2012 All-Ireland Senior Hurling Championship

Championship details
- Dates: 19 May – 30 September 2012
- Teams: 14

All-Ireland champions
- Winning team: Kilkenny (34th win)
- Captain: Eoin Larkin
- Manager: Brian Cody

All-Ireland Finalists
- Losing team: Galway
- Captain: Fergal Moore
- Manager: Anthony Cunningham

Provincial champions
- Munster: Tipperary
- Leinster: Galway
- Ulster: Not Played
- Connacht: Not Played

Championship statistics
- No. matches played: 26
- Goals total: 96 (3.69 per game)
- Points total: 894 (34.38 per game)
- Top Scorer: Henry Shefflin (3–56)
- Player of the Year: Henry Shefflin
- All-Star Team: See here

= 2012 All-Ireland Senior Hurling Championship =

The 2012 All-Ireland Senior Hurling Championship was the 125th staging of the All-Ireland hurling championship since its establishment by the Gaelic Athletic Association in 1887. The draw for the 2012 fixtures took place on 6 October 2011. The championship began on 19 May 2012 and ended on 30 September 2012.

Kilkenny were the defending champions and successfully retained their title following a 3–22 to 3–11 victory over Galway in a replay of the final.

==Teams==
A total of fourteen teams contested the championship, including all of the teams from the 2011 championship. There were no new teams entering the championship.

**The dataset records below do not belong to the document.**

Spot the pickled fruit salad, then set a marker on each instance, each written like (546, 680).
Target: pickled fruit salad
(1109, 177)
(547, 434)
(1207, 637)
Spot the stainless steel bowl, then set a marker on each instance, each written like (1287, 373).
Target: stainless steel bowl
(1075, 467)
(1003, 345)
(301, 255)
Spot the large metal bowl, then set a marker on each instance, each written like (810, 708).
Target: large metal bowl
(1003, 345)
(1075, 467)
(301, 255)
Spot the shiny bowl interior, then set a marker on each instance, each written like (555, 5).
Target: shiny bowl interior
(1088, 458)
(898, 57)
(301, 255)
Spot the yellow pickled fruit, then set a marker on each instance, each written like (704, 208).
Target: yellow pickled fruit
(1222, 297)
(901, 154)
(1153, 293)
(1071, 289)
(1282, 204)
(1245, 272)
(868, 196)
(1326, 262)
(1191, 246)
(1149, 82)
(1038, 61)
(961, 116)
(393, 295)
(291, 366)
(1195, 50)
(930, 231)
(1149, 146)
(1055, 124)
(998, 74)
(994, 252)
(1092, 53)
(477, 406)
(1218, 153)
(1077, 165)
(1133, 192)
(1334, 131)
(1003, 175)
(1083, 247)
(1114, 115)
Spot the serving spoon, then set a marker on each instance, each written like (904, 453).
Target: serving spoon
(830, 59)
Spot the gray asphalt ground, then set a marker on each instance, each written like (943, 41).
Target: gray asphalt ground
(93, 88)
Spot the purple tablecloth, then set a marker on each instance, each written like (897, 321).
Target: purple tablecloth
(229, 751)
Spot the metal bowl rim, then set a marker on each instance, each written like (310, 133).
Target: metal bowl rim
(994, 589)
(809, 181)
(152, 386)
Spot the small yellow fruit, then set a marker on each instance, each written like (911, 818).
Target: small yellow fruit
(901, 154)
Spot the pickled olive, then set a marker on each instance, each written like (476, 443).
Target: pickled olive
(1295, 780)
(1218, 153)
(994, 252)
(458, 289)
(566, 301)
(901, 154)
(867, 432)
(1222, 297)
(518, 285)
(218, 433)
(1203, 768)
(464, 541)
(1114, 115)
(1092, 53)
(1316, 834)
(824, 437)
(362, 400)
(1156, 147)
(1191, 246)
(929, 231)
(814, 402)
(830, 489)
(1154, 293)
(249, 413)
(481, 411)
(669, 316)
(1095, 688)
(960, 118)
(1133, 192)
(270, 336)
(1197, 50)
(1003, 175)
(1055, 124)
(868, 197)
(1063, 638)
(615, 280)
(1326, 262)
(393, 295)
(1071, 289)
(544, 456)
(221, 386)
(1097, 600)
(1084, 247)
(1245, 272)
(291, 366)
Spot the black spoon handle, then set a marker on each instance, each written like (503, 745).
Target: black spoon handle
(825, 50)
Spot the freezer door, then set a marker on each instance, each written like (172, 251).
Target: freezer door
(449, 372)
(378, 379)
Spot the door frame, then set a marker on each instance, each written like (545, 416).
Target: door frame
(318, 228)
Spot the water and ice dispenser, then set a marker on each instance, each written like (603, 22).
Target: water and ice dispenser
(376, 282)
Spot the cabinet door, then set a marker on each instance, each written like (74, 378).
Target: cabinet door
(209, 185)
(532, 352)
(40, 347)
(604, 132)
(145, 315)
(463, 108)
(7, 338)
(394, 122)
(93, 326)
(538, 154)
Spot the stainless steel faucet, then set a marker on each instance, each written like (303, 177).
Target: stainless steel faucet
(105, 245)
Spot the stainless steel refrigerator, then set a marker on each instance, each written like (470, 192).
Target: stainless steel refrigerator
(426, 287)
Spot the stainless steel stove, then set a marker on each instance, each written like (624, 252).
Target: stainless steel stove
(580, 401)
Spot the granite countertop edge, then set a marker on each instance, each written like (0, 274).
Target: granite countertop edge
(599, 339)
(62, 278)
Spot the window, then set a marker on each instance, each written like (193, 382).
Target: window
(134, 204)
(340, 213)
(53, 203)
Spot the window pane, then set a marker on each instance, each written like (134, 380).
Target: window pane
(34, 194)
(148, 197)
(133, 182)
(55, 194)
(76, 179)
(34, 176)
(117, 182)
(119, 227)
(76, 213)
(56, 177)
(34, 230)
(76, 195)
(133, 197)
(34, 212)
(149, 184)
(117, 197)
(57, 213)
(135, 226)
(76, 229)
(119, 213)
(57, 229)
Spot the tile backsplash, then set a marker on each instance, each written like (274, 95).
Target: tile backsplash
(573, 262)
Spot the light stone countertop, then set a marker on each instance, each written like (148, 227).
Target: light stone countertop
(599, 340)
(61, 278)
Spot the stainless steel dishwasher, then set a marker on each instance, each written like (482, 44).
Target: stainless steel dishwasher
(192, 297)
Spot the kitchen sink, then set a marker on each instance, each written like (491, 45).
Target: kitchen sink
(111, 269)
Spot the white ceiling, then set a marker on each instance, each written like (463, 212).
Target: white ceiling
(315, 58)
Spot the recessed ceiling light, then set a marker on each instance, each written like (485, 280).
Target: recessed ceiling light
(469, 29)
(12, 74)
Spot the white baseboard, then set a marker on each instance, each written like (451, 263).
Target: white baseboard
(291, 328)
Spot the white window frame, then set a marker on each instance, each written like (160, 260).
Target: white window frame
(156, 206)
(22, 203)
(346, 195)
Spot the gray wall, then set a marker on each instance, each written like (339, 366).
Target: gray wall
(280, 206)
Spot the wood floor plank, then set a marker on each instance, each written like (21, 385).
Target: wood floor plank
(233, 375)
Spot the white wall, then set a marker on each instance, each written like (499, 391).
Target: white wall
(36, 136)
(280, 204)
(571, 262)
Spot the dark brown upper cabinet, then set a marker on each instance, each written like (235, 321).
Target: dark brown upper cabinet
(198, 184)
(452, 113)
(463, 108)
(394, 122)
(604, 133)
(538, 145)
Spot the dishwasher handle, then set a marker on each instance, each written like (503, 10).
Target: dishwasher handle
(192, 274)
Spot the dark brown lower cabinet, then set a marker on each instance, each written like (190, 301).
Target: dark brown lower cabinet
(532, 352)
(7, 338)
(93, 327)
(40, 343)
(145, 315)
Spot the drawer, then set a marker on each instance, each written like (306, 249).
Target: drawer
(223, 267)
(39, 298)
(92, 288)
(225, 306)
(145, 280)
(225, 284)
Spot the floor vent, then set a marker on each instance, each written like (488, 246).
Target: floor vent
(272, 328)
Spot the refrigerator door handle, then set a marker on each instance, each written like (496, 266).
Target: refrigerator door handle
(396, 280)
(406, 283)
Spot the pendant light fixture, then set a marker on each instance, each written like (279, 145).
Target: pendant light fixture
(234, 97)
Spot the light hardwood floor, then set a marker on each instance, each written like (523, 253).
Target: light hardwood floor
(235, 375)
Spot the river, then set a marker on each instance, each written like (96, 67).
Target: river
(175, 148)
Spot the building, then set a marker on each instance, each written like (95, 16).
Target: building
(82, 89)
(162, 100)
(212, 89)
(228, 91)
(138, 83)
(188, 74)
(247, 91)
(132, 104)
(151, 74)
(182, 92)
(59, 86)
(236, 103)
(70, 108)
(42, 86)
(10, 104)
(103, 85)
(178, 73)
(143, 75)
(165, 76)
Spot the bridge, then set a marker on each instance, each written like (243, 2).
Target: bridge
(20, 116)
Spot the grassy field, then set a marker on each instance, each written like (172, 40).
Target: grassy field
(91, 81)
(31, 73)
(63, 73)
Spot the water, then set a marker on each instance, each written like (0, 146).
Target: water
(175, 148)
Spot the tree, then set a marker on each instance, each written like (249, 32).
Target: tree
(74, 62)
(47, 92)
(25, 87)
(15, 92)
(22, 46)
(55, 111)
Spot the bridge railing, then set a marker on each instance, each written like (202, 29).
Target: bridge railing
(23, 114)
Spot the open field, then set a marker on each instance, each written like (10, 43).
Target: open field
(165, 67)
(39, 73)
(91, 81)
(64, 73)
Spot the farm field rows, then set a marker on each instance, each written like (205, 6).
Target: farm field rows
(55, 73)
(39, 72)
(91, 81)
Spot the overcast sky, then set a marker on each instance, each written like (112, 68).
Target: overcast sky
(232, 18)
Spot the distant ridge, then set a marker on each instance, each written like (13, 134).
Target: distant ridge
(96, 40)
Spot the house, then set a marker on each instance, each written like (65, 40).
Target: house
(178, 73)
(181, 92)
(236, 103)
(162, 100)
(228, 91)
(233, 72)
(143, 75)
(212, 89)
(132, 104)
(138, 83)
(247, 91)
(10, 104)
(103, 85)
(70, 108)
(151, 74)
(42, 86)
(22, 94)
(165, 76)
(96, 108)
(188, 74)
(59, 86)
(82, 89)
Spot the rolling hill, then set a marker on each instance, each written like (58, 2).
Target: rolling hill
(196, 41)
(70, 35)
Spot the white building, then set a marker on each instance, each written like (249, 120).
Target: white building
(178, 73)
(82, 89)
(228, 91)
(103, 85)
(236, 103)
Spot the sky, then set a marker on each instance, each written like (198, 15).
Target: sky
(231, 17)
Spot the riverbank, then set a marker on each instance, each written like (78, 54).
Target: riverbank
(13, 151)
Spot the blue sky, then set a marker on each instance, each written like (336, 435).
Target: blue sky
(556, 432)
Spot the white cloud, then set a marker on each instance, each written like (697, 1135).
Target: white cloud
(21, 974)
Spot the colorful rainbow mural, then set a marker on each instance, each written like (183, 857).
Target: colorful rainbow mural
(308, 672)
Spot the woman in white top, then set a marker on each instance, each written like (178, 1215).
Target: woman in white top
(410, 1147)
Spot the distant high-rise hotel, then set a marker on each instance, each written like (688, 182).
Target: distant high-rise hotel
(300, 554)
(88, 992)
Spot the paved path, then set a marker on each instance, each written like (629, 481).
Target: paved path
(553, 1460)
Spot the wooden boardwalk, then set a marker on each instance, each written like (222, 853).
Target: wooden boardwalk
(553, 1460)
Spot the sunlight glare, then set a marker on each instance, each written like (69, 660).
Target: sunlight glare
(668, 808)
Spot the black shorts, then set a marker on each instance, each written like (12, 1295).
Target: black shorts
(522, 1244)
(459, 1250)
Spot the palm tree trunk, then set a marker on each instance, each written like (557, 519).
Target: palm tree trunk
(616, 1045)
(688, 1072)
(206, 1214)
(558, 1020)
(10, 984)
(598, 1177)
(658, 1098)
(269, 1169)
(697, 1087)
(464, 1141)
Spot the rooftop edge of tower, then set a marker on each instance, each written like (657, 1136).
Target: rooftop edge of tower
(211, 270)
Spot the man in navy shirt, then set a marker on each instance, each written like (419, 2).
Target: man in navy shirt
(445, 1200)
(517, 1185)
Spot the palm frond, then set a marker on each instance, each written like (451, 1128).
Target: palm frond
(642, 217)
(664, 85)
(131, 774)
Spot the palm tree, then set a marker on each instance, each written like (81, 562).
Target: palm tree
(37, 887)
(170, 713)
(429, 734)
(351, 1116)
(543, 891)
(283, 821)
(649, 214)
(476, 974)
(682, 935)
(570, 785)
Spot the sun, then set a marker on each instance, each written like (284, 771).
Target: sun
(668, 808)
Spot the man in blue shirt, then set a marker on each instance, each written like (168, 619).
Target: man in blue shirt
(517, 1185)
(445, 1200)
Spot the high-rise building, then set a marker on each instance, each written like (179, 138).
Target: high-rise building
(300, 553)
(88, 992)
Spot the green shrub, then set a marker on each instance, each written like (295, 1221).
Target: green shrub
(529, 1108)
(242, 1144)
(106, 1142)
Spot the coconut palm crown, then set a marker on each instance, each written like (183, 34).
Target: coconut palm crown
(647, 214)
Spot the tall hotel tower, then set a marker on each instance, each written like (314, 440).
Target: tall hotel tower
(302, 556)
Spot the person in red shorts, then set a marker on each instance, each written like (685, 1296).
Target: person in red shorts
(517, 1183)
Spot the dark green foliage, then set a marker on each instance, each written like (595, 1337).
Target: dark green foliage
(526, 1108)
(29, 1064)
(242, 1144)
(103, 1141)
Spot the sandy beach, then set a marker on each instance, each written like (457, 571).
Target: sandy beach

Laois and Westmeath were the first teams to exit the 2011 championship, however, there was no relegation play-off. Both teams contested the 2012 championship.

Kerry, the winners of the 2011 Christy Ring Cup, declined their automatic right to promotion to the championship. They instead contested the Christy Ring Cup once again.

=== General information ===
Fourteen counties will compete in the All-Ireland Senior Hurling Championship: nine teams in the Leinster Senior Hurling Championship and five teams in the Munster Senior Hurling Championship.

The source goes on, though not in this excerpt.